Саша, перепечатывая записку Васи на имя Ушаца, оставил себе копию. Перечитывал перед сном. Слова волновали, восхищала мысль, будто он впервые читал «Проект записки об организации внутри комбината службы по монтажу кондиционерного оборудования». В начале записки излагалась концепция развития кондиционерного оборудования. Выказывалось знание дела. Предлагались эффективные методы монтажа, причем методы могли осуществляться лишь при условии — это оговаривалось с напором — единого графика монтажа холодильного и кондиционерного оборудования. Тут высказывались идеи, поражающие воображение. Употреблялись выражения «мы» и «они» — то есть мелкие специализированные управления по монтажу. Говорилось о моральном обновлении приемов работы на больших производственных объектах.
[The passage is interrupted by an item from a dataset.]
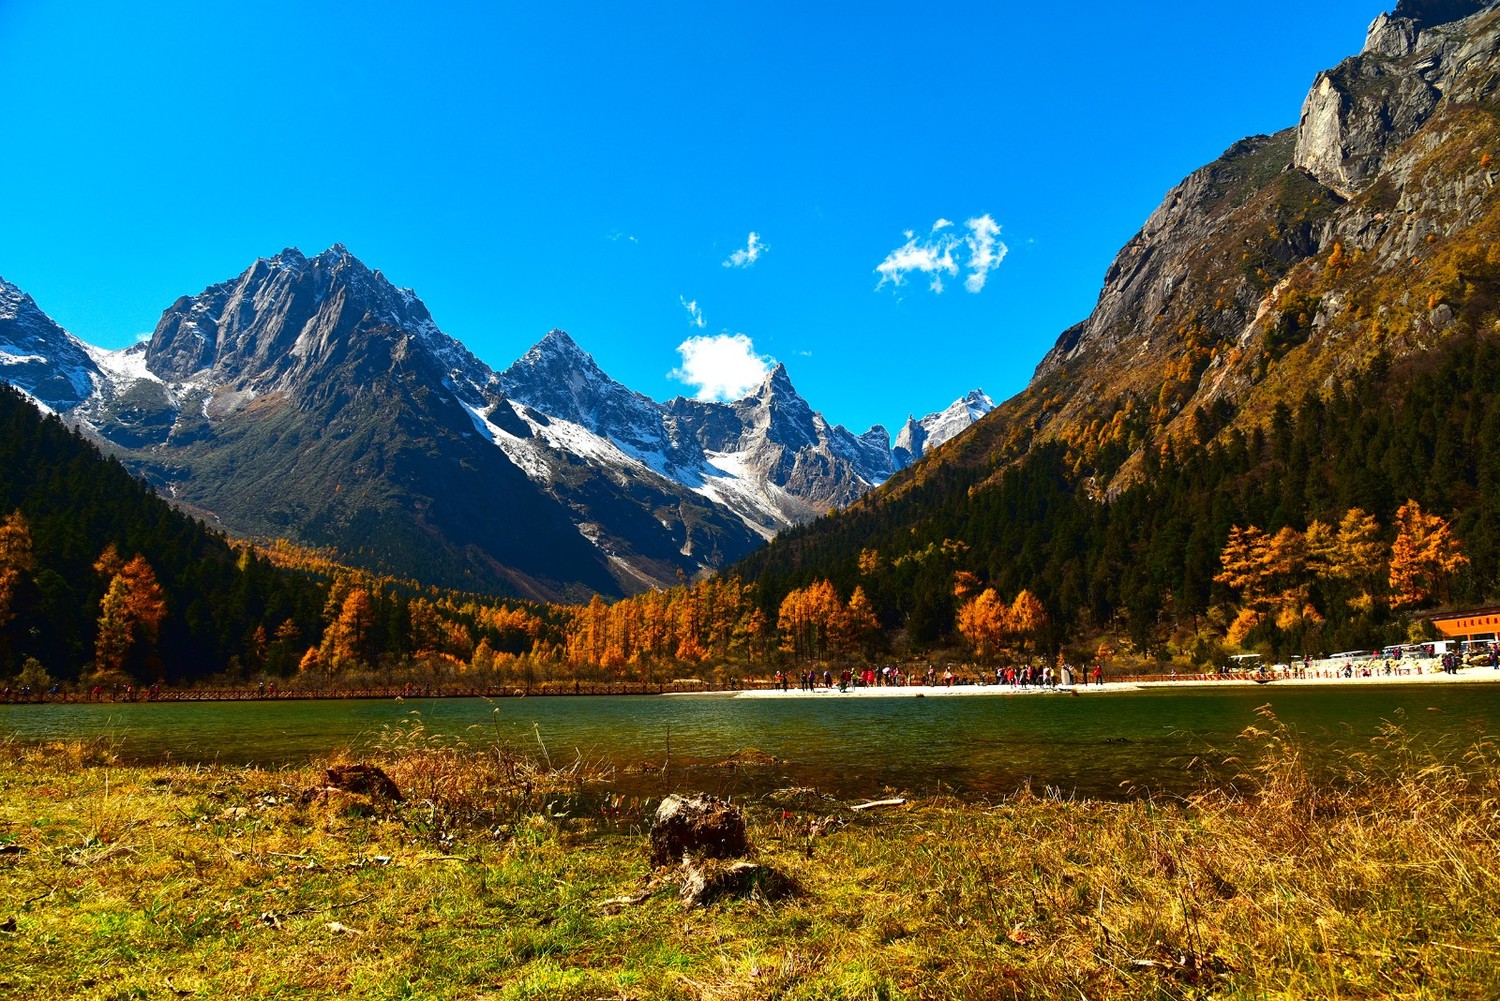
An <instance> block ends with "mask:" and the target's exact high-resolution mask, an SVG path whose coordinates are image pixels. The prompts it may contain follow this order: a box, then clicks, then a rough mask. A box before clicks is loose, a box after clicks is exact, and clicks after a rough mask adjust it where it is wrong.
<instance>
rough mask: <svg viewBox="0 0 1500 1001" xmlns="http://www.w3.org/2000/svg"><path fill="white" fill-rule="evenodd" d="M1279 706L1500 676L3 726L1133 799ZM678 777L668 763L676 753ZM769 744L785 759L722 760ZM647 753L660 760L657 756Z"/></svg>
mask: <svg viewBox="0 0 1500 1001" xmlns="http://www.w3.org/2000/svg"><path fill="white" fill-rule="evenodd" d="M1268 702H1269V704H1271V705H1272V708H1274V710H1275V713H1277V714H1278V717H1280V719H1281V720H1284V722H1286V723H1289V725H1292V726H1295V728H1296V729H1298V731H1301V732H1304V734H1307V735H1308V737H1310V738H1311V741H1310V743H1311V746H1313V747H1314V749H1317V752H1319V753H1322V755H1326V759H1329V761H1334V759H1337V756H1338V755H1341V753H1344V752H1347V750H1349V749H1355V747H1368V741H1370V738H1371V737H1374V735H1376V734H1377V732H1379V729H1380V726H1382V725H1383V723H1385V722H1400V723H1401V725H1403V726H1404V728H1406V729H1407V732H1409V734H1410V735H1412V738H1413V740H1415V741H1416V743H1419V744H1431V746H1434V747H1437V749H1445V747H1446V749H1449V750H1454V749H1457V747H1461V746H1469V744H1473V743H1475V741H1478V740H1485V738H1493V737H1494V735H1497V734H1500V686H1487V684H1475V686H1466V684H1458V686H1455V684H1442V686H1440V684H1431V686H1422V684H1418V686H1412V684H1407V686H1379V684H1368V683H1358V681H1356V683H1350V684H1347V686H1337V687H1316V689H1314V687H1307V689H1290V687H1287V689H1277V687H1259V689H1178V690H1148V692H1133V693H1118V695H1107V696H1103V695H1095V696H1088V698H1068V696H1065V695H1026V696H984V698H977V696H969V698H927V699H912V698H858V699H856V698H846V699H840V698H837V696H834V695H828V696H819V698H811V699H808V698H786V699H774V698H772V699H733V698H726V696H667V698H526V699H501V701H495V702H487V701H483V699H426V701H423V699H411V701H405V702H396V701H324V702H290V701H288V702H175V704H172V702H168V704H129V705H123V704H121V705H115V704H104V705H0V735H9V737H15V738H20V740H24V741H39V740H58V738H77V737H107V738H111V740H114V741H117V744H118V747H120V752H121V753H123V756H124V758H127V759H133V761H162V759H171V761H223V762H257V764H267V765H278V764H300V762H305V761H308V758H311V756H318V755H323V753H327V752H332V750H336V749H341V747H354V749H356V750H359V749H362V747H368V746H369V744H371V743H372V741H374V740H377V738H378V735H380V734H381V731H383V729H384V728H389V726H395V725H401V723H402V722H404V720H411V719H414V717H413V716H411V714H413V713H419V714H420V717H417V719H420V720H422V722H423V725H426V726H428V728H429V729H432V731H438V732H444V734H453V735H460V737H463V738H466V740H469V741H472V743H475V744H484V743H493V741H504V743H508V744H511V746H514V747H517V749H523V750H534V752H537V753H541V752H540V746H538V743H537V741H538V737H540V740H541V743H543V744H544V747H546V753H547V755H549V756H550V759H552V761H553V762H555V764H567V762H571V761H573V759H576V758H579V756H582V758H583V759H585V761H588V762H591V764H600V762H607V764H612V765H615V767H616V770H618V773H616V783H618V785H621V786H624V788H637V789H642V791H645V789H651V791H660V789H661V788H664V786H672V788H688V786H690V788H699V789H706V791H717V792H733V794H753V792H756V791H763V789H768V788H777V786H784V785H805V786H816V788H819V789H823V791H828V792H834V794H840V795H876V794H880V792H882V791H885V789H892V791H898V792H909V794H933V792H945V791H948V792H956V794H960V795H1004V794H1008V792H1013V791H1016V789H1017V788H1022V786H1023V785H1028V783H1029V785H1031V786H1032V788H1034V789H1037V791H1038V792H1040V791H1043V789H1044V788H1053V789H1058V791H1059V792H1062V794H1077V795H1095V797H1122V795H1133V794H1139V792H1140V791H1143V789H1151V791H1155V792H1185V791H1190V789H1193V788H1196V785H1197V782H1199V779H1197V777H1196V773H1193V771H1190V770H1188V762H1190V761H1191V759H1193V758H1194V756H1205V758H1208V759H1212V761H1218V759H1223V756H1224V755H1227V753H1233V752H1235V750H1236V734H1239V732H1241V731H1242V729H1244V728H1245V726H1247V725H1251V723H1256V722H1257V717H1256V711H1254V710H1256V707H1259V705H1262V704H1268ZM669 747H670V770H669V771H667V773H666V779H663V776H661V773H660V771H655V770H654V768H655V767H660V765H661V764H663V762H666V761H667V756H669ZM745 747H757V749H760V750H763V752H766V753H771V755H774V756H775V758H778V759H780V761H781V762H780V764H777V765H762V767H754V768H724V767H717V765H718V762H723V761H724V759H726V758H729V756H730V755H733V753H735V752H736V750H741V749H745ZM643 762H646V764H649V765H652V768H649V770H648V768H642V767H640V765H642V764H643Z"/></svg>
Доказывалось, что «они» зажаты в тиски проблем, которые не способны решить самостоятельно, потому что нет инициативы, нет риска, нет мощностей. Между тем в нашей практике созрели такие-то и такие конкретные альтернативы методам специализированных управлений.

Всякий раз, перечитав Васину работу и пряча ее, Саша пугался мысли: не подтолкни его Гриша к Васе, не попроси Васю помочь, пролетела бы мимо удача союза, сотрудничества с Васей. Сдали бы теплицу, получили денежки и разошлись.

Позвонил Вася. Записку он Ушацу отдал, тот молчал вторую неделю. Сегодня на планерке — говорили о срыве срока сдачи объекта по вине медлительного партнера — Вася выступил. Прав Михаил Ефимович, говорил он, необходимость самосохранения нас как большого и сложного организма вынуждает предпринимать наступательные действия. Надо добиваться такой постановки дела, чтобы наши партнеры и заказчики приурочивали свои графики к нашим, давать им твердо понять, что с первого дня начала работ они вступают в сферу нашего узаконенного образа действий, нашего ритма, нашего метода.

Вася называл большие объекты, где главным заказчиком был комбинат. При таких объемах работ мы ведущие партнеры, говорил он, и потому вправе в иных случаях обсуждать с заказчиком его выбор партнера. Мы постоянно должны помнить слова Михаила Ефимовича: нас подпирают новые условия. У нас появляются конкуренты. Вася назвал управление, создающее отдел по монтажу холодильного управления для клиник и научно-исследовательских институтов. От нас ушли туда несколько слесарей и прораб, вовсе не худшие кадры. Я не открою секрета, если скажу: наше руководство расчетливо, рассудительно готовится к новой ситуации. Дело каждого подразделения, я повторяю слова нашего парторга, выступить со встречными предложениями.

Ушац не оборвал его игру, обратясь к главному инженеру или к парторгу: разве вы от меня подобное слышали?.. Оборвав, он тем самым решил бы судьбу записки, нести ее дальше некуда, он — хозяин-барин. Ушац промолчал, между тем его правилом было поступать не откладывая. Мелочей для Ушаца не было. В его «поскользнуться на арбузной корке» звучала мудрость человека, пережившего три эпохи.